On Saturday morning I have my first opportunity to call Zahira when I am not too taxed and she is still awake.

“Karim!” she says. “I was wondering when you would call.”

She is probably in our living room, next to the window that overviews our courtyard and the other apartments, and sitting on the brown cotton couch which we have had since I was a child and whose material needs to be repaired.

“I have been very busy. And I have emailed you,” I say.

“Yes, but that is not the same. It is nice to hear your voice.”

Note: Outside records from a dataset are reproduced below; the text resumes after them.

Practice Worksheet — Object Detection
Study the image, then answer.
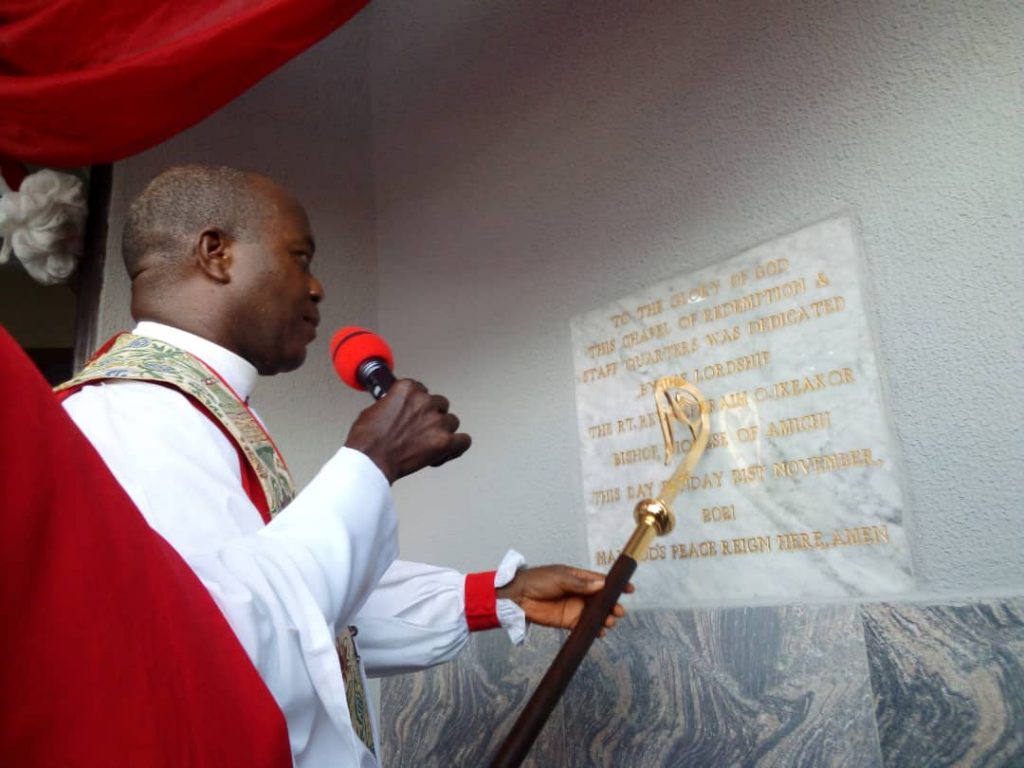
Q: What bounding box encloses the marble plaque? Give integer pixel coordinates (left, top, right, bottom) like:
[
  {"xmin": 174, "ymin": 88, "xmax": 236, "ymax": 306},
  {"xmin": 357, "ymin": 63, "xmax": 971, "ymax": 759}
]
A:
[{"xmin": 572, "ymin": 218, "xmax": 912, "ymax": 607}]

It is nice to hear hers as well. She does not remember it, but her voice sounds like our mother’s: clear but soft and loud simultaneously, like warm water poured over your head. I ask her how she is performing in school, and she tells me about her biology class. It pleases me that she is engaged although I do not understand most of the jargon terms and ideas and cannot respond, except when she discusses viruses, as I mostly self-taught computers by studying viruses at night for a year when I was 18, and I was always the employee at the Doha branch who healed viruses. Biological viruses are of course not perfectly equivalent to computer viruses, but they share some theoretical similarities, and I find it intriguing that they are all self-replicating, as if they have their own brains, and it is dependent on my brain to contain and destroy them.